The educational innovation was carried out in distance and face-to-face modalities, according to the conditions and technological possibilities of each participant.
Distance counseling was provided through Zoom or WhatsApp, twice a week in 60-minute sessions.
Small groups of 3 to 5 children were formed, who went to the libraries of the rural localities and met once a week, face to face for two hours. In special cases, home tutoring was carried out, also once a week. .
Each monitor was in charge of 10 participants. During the counseling sessions, the monitors fostered an atmosphere of trust in which the participants exchanged experiences about the activities in the guide, the monitor resolved any doubts raised and carried out a group reinforcement activity in accordance with the activities proposed in the guide. In this way, the different modalities of the advisory sessions became spaces for collective learning, interaction and reunion among the participants.
Reactivating MIAlearning played an important role in the improvement of basic learning in reading and mathematics. Sixty-one percent of the participants improved in reading and 43% in mathematics. In addition to progress in basic learning, there was also progress in the social and emotional areas of the participants.
On the other hand, Reactivating MIAlearning served as a formative window for Xalapeño citizens recently graduated in the field of Education, Humanities and Social Sciences.
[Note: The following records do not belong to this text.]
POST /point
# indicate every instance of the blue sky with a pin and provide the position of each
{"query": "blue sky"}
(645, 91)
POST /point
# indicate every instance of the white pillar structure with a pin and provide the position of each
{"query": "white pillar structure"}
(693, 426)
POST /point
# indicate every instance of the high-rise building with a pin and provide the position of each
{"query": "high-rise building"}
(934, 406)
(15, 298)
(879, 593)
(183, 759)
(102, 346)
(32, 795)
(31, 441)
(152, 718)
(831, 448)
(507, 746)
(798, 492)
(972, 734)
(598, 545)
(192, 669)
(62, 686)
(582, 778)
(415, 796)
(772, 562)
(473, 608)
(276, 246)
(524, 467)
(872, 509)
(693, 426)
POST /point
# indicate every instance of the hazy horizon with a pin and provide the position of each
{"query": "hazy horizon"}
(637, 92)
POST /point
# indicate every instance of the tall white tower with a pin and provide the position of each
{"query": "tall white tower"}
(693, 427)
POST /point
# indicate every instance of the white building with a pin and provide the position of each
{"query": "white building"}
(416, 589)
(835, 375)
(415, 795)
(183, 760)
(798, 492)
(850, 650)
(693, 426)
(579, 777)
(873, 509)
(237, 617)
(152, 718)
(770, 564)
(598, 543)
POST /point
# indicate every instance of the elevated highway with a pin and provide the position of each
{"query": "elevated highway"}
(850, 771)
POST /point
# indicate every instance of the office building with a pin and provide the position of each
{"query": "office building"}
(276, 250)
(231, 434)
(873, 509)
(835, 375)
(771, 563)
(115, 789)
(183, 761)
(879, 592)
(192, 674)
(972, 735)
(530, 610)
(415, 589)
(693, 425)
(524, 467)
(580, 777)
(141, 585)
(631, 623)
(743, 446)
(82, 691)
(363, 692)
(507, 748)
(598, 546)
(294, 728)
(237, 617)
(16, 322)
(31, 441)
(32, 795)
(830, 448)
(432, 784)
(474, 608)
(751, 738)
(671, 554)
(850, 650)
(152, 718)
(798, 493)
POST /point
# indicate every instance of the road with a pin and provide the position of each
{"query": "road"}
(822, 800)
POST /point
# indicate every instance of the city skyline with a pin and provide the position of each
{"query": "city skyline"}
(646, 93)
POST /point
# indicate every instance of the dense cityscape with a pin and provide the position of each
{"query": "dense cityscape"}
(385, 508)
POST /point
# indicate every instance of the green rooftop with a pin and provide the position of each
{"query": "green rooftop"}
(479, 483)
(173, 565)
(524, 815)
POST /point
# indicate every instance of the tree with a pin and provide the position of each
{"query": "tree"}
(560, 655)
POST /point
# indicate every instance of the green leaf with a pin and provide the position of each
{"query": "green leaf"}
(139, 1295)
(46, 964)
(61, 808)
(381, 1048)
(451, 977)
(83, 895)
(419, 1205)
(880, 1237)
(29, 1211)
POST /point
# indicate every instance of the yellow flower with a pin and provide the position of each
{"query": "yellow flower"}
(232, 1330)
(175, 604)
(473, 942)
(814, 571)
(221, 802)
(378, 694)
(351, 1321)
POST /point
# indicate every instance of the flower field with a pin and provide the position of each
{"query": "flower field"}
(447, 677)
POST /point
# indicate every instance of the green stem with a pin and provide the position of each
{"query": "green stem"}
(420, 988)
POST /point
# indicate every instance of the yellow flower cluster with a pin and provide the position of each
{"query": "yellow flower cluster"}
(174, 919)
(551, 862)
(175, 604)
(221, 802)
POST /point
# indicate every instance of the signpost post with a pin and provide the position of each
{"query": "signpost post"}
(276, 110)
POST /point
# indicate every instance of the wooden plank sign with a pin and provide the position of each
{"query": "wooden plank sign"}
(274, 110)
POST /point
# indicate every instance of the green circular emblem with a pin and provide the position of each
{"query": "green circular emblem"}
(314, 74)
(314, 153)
The diversity of modalities of the project allowed them to put into practice the knowledge and skills of their training, but at the same time, it introduced them to the use of information technologies, educational applications and digital tools for pedagogical use.
An unfavorable impact of the confinement has been the lack of interaction and the need for coexistence in the children’s sectors. Reactivating MIAlearning allowed various participants to re-experience practices based on collaborative learning, peer communication and horizontal feedback within the learning processes: “In the basic mathematics group, the children formed a good team, they helped each other to solve exercises, they formed a good friendship…” (Elsa’s report, 2021)
The health scenario led us to develop new skills and strategies to implement educational innovation. In this set of actions, a qualitative impact of Reactivating MIAlearning was inserted, we refer to the need to adapt the processes of training, initial measurement and development of pedagogical encounters between the educational figure and the beneficiary to a distance modality. Based on this, we developed skills linked to the use of information and communication technologies. This was a comprehensive process that, in addition to benefiting MIA’s operational bases, indirectly influenced monitors, participants and adults to approach other forms of blended learning, beyond the official guidelines.
Finally, we close by talking about another impact of our educational innovation: positioning ourselves as organizations concerned with eradicating the unfavorable educational panorama, intensified even more by the pandemic. With Reactivating MIAlearning, both adults and children perceived favorable changes, which were externalized in the instruments to assess satisfaction with the project, the testimonies pointed out that the children: “They developed their imagination and creativity”, “They overcame shyness to speak in public”, “They showed more responsibility before school tasks”, “They improved their moods because they coexisted and socialized”, “They have self-confidence, gained security”, “They gave positive meaning to error”, They are more autonomous”, “They learned to work as a team” and “They recharged energies”.